In the city where meals are happier than people who have it, no one has time to live in the moment. We even press ‘close’ button in the lift several times hoping it would close faster. We hold our breath in weekdays and breathe out during weekends. We constantly long for long weekends. While we like living in this city, we love escaping it during long weekends. 

Perhaps we believe our work is our purpose, and holiday is a form of reward. But if you were to take two week holiday with no new city to visit or agenda to attend to, you would go crazy. That was exactly my mindset when I had a surgery recently. My gallbladder was removed and I had to rest for couple of weeks. My activity for the day were eat, sleep, pee and a short walk around the block.  First few days flew as I concentrated on finding the best position to sleep, and enjoying the attention from others.  And then there was my mom.

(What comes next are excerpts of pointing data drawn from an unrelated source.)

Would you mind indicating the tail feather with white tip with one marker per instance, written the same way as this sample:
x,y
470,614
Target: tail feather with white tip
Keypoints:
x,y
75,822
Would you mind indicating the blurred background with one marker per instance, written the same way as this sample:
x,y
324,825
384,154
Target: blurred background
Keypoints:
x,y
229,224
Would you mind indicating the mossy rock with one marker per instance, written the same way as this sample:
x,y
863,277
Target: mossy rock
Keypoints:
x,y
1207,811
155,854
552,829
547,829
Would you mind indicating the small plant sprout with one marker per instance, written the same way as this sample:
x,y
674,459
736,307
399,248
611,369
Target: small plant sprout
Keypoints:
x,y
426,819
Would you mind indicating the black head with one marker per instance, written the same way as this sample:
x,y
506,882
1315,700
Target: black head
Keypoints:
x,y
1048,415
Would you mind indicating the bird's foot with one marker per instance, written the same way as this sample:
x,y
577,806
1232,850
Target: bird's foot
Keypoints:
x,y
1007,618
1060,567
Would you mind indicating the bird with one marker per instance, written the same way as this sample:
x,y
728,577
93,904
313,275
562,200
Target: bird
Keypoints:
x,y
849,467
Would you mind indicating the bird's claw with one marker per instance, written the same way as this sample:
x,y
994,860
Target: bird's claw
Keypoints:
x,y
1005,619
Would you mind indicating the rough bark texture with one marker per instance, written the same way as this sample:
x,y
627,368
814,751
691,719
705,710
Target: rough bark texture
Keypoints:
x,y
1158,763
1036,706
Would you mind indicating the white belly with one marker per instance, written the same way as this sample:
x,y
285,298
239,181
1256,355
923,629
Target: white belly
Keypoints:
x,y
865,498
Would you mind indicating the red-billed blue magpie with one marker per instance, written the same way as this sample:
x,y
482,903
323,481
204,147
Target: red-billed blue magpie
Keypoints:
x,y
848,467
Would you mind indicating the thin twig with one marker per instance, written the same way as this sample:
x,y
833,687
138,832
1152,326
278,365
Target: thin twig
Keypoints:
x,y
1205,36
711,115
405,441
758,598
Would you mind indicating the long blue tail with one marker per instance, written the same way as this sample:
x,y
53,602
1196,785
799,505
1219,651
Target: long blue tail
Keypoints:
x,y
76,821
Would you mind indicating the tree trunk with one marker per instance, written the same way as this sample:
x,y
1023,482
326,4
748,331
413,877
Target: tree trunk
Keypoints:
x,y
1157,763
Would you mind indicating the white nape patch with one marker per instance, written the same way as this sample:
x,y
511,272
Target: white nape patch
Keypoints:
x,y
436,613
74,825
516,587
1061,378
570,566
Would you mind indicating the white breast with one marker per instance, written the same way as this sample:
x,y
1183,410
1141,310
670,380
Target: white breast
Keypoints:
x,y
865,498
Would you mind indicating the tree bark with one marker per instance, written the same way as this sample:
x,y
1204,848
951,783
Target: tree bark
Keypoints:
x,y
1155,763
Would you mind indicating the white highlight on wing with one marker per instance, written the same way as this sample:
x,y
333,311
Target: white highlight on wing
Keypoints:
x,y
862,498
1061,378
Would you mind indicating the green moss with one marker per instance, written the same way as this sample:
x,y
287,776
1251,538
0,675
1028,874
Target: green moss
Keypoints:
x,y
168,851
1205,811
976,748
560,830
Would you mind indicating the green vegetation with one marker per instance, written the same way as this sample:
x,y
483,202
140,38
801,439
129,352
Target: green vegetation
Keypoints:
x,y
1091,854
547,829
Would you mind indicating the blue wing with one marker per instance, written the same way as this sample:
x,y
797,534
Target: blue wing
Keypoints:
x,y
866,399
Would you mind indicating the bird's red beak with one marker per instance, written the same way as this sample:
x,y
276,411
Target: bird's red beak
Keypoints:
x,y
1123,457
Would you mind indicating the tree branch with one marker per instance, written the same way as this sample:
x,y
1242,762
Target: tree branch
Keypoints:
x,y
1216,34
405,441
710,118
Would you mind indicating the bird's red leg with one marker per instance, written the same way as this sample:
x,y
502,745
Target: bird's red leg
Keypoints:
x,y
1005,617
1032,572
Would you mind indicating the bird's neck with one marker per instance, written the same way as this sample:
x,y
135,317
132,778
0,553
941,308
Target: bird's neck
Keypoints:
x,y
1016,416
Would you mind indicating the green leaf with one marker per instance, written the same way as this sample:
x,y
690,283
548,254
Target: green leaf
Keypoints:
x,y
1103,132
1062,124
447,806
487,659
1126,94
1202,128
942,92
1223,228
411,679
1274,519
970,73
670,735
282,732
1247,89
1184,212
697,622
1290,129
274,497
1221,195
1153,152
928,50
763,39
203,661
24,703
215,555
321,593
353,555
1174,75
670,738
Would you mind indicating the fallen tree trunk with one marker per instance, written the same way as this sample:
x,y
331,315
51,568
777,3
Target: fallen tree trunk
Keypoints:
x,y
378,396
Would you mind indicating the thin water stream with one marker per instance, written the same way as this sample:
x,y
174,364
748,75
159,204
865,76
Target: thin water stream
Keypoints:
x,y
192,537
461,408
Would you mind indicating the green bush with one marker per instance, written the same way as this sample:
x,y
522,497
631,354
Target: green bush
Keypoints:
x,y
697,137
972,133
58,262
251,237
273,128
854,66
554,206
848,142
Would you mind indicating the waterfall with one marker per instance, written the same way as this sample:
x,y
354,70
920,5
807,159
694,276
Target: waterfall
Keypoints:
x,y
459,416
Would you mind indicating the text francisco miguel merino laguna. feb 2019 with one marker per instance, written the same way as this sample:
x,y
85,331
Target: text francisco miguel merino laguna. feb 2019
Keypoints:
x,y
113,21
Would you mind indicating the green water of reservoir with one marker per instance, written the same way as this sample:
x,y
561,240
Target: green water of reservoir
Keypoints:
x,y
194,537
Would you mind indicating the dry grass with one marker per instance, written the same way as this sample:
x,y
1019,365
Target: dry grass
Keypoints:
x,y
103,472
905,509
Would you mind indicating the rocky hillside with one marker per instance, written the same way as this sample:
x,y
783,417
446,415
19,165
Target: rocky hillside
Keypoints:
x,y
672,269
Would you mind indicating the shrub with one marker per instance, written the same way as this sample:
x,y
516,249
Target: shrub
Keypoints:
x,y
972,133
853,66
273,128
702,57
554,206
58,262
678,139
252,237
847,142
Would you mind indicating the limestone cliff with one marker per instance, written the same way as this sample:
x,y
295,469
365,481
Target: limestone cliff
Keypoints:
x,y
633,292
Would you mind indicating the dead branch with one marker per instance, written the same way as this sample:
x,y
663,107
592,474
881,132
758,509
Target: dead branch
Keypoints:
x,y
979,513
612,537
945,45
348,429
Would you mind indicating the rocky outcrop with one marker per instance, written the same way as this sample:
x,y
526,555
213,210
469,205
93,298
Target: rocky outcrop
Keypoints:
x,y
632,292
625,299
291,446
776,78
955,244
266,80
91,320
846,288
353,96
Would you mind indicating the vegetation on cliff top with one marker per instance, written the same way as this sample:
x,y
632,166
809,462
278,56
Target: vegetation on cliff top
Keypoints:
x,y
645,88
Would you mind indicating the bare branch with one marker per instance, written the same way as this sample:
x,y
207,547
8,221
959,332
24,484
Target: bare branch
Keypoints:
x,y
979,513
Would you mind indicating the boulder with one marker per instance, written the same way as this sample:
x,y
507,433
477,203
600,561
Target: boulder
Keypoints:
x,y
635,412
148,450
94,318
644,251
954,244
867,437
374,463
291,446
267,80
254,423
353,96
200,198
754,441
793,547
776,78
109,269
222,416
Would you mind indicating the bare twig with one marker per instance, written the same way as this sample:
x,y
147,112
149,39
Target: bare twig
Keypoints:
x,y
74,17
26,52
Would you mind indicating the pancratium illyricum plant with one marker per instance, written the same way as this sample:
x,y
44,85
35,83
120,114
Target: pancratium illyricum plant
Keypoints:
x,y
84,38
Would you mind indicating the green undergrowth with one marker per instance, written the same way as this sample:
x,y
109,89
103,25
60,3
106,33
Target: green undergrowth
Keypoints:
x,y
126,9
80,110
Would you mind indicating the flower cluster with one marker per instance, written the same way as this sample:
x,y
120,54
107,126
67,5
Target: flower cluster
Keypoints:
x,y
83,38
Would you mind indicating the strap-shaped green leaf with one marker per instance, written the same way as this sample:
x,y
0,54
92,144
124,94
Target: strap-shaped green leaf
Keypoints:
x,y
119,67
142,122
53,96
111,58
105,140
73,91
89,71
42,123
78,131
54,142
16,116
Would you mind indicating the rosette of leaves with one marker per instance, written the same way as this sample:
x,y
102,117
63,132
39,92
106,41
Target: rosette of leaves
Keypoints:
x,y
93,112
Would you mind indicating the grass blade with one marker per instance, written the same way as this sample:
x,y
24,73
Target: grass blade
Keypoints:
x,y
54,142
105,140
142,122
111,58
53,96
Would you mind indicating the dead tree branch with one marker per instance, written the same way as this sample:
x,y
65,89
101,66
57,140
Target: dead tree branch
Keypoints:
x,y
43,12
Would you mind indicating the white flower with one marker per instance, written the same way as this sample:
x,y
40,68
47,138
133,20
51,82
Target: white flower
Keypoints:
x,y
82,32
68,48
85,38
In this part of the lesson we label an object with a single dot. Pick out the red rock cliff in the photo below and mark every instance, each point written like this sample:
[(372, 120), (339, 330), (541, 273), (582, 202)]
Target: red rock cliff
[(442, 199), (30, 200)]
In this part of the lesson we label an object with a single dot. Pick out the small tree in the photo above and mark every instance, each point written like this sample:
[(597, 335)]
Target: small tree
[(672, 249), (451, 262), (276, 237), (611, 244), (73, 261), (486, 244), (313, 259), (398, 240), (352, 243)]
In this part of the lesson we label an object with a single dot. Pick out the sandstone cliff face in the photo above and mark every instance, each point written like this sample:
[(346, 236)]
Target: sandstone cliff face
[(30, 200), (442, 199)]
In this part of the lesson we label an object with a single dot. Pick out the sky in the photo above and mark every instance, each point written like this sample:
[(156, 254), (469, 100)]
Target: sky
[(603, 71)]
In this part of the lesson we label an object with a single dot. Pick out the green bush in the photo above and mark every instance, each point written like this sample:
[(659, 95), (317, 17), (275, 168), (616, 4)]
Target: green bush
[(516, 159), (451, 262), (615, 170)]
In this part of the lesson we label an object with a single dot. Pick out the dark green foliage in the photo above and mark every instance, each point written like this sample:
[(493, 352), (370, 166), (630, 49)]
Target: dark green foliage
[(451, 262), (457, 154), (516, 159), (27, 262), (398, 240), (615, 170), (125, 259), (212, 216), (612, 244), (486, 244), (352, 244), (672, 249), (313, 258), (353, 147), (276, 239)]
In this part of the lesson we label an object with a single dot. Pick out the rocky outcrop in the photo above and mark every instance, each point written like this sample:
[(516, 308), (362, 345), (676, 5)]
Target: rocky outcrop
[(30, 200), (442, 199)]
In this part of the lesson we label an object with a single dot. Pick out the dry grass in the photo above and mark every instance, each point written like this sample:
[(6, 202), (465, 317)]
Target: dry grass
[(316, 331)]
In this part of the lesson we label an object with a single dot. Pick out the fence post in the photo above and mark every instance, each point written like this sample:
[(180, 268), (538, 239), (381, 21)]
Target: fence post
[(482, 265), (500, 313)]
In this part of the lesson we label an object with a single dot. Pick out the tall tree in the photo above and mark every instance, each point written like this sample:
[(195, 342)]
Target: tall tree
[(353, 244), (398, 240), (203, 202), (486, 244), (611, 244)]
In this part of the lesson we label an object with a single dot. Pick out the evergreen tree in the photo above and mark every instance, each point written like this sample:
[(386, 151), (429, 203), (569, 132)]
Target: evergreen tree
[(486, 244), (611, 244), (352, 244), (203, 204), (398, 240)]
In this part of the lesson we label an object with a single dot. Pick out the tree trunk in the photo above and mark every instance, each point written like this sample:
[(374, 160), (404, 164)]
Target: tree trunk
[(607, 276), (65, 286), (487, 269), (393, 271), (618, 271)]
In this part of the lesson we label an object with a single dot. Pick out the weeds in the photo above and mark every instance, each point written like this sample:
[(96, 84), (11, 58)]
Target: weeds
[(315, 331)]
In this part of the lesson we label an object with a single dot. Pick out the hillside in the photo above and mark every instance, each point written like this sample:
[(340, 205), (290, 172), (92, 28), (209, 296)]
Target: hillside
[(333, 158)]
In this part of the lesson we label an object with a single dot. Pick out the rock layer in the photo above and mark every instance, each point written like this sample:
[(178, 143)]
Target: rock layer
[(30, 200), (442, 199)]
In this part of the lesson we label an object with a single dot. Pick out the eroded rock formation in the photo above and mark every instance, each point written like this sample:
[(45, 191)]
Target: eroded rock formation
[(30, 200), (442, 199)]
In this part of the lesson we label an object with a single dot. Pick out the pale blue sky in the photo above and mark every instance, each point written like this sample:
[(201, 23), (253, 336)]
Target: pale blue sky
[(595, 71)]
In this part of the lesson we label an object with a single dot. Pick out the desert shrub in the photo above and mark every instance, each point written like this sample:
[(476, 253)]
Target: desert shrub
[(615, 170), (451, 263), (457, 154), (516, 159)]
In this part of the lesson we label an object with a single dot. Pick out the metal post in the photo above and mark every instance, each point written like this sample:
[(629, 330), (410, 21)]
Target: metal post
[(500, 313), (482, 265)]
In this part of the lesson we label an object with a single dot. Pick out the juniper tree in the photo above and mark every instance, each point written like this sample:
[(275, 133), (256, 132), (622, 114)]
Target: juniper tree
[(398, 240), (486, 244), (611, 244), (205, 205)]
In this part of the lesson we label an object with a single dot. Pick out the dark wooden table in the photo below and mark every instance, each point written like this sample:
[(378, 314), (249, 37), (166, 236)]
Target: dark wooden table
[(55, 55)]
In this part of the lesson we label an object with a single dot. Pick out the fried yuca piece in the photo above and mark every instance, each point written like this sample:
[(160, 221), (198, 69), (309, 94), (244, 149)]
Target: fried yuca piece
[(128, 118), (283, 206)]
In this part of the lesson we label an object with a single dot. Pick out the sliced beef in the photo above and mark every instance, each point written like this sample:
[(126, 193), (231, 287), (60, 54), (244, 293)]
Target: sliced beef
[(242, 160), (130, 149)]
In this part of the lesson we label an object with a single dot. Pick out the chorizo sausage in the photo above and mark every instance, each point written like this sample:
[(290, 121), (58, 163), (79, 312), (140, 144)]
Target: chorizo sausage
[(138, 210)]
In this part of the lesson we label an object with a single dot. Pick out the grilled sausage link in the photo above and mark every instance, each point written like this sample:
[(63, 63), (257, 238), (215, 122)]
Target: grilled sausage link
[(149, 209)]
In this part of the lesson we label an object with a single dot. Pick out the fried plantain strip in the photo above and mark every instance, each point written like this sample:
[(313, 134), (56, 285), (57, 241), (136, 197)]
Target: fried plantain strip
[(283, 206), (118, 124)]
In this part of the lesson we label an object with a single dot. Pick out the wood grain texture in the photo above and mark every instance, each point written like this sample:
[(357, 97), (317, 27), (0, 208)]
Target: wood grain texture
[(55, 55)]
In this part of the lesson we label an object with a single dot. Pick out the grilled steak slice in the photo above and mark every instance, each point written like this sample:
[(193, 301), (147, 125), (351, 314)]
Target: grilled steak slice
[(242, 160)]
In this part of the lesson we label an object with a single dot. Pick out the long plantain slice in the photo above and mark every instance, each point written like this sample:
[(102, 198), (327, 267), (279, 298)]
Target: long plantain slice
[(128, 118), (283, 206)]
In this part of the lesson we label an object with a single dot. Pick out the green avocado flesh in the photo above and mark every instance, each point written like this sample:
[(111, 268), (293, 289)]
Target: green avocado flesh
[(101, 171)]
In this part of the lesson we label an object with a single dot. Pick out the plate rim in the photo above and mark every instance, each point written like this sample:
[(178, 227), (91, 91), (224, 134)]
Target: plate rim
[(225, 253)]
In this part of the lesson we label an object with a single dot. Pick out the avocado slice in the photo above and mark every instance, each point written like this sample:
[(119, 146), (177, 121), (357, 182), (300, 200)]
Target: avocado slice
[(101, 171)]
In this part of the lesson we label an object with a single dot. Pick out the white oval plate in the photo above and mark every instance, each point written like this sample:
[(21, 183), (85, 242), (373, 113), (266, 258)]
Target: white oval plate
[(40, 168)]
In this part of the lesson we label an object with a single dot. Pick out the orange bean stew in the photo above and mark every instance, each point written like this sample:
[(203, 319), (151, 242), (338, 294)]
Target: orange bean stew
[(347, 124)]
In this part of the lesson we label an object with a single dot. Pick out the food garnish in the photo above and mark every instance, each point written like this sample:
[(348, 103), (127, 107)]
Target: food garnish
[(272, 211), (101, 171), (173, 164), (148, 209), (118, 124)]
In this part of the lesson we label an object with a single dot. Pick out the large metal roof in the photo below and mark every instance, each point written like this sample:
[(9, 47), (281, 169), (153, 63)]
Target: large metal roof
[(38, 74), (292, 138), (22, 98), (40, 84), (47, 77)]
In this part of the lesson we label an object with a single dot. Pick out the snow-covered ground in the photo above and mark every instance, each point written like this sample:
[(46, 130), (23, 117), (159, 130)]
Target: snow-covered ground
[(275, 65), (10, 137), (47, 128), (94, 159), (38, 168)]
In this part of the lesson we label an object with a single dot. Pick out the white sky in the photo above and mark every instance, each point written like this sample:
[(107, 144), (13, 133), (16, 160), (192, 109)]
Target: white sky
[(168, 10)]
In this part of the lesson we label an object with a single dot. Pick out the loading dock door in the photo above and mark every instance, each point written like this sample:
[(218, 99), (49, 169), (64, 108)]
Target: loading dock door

After the operation I couldn't take the pain and I wept on her shoulder, and she consoled me as if I were a baby. She filled my plate with food and took it to clean, as soon as I finished it. For every two hours love shuttled from kitchen to my room in the forms of juice, fruit or a snack.  Unlike her other trips to Singapore, She hardly went out or enjoyed her personal time. Her mission was to make me alright during the short stay. We went for walks at twilight and took rest at park bench enjoying the windy afternoon. We talked random things like tall trees in the park, how dad annoyed her or the latest gossip about a relative.  

During one such afternoon, we shared a hearty laugh about something. I couldn't recall the subject, but I vividly remember the smell of flowers from Tembusu tree, the wind and her face.  Her beautiful, make up free face which was filled with wrinkles from several years of smiles.  Sun bounced off from back of her head and it appeared as if she had a halo.  


That’s when I realized, how blessed I was to have had that surgery. To have cried in her shoulder. My every meal was happy and we did not hurry up the lift. Because, that time with her is all that I ever have. And that laugh is what life is all about.